Progress is earned by searching through our cyclical patterns for an opportunity: To make a change. To alter our trajectory. To aim higher. This usually means reliving the same patterns an interminable number of times, in numerous iterations, before we can leave them behind once and for all. Grandiose changes rarely last, so we’re looking for humble consistency. The effect may seem underwhelming, but it’s cumulative.

We tread the same ground so that we can keep seeing what we need to change. And then we tread it ’til we change it. And then we float over it, seeing it from new angles, so we can understand how to never end up back there, or anywhere like it. And then eventually, maybe, we fly away.

The importance of a spiral is that it is not a circle. If you look at it from the wrong angle, though, or without the appropriate vision, you can’t tell the difference. That can get disheartening.

But, trust me: If you’re trying, it’s a spiral.

Differential pressure

Over the past few days I’ve noticed with disturbing clarity the sensation that my smartphone is fucking draining the life out of me. It sucks up time, it sucks up energy, it sucks up memory…it sucks it all right out of my index finger.

I’ve known for long enough that I piss away hours scrolling Facebook and following YouTube treasure hunts, but lately it’s like I’m in one reality prior to picking up my phone to check a notification, and in another when I finally tear my eyes away to realise that forty-five minutes have passed and all I’ve been doing is blankly staring at a continuous feed of mildly engaging stimuli.

I wonder what would happen if I meditated as much as I looked at my phone. It sounds like an intruguing experiment, but also an infuriating one, so I’ll probably pass.

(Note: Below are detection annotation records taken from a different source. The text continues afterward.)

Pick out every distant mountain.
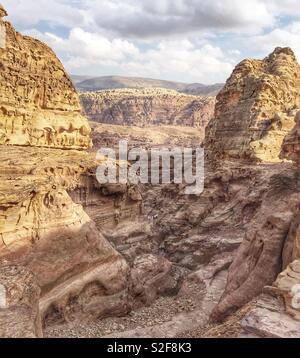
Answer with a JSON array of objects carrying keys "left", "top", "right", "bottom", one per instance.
[
  {"left": 71, "top": 75, "right": 93, "bottom": 85},
  {"left": 71, "top": 75, "right": 223, "bottom": 96}
]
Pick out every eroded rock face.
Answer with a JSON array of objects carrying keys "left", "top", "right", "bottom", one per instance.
[
  {"left": 0, "top": 7, "right": 146, "bottom": 337},
  {"left": 0, "top": 266, "right": 42, "bottom": 338},
  {"left": 206, "top": 48, "right": 300, "bottom": 161},
  {"left": 0, "top": 9, "right": 91, "bottom": 149},
  {"left": 281, "top": 112, "right": 300, "bottom": 164},
  {"left": 0, "top": 146, "right": 144, "bottom": 326},
  {"left": 80, "top": 88, "right": 215, "bottom": 129}
]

But I do need to address this problem. I don’t want to deplete my primary finite resource on pointless bullshit.

I think I’m scared. Scared of what I’d have to do with that time and energy and lifeforce if I didn’t sign it over to the devil. I’ve come to the saddening conclusion lately that I find it hard to live for myself. That’s why I’ve so habitually gotten myself into situations where I ‘need’ to devote huge amounts of my time and energy to others.

As I consciously strip away the opportunities for that tendency to endure, a vacuum is created, and I fill it with noise to make myself feel better. It’s a good sign, really – it means there’s space for me to clear and grow into, should I be brave enough to do so.

When I was younger, I’d put the TV on whenever I was alone in the house. Without it, the existential fear that was my constant companion would bloom and unfurl and cast terrifying shadows on the walls. It’s a similar thing. I need to turn off the TV and sit with the shadows.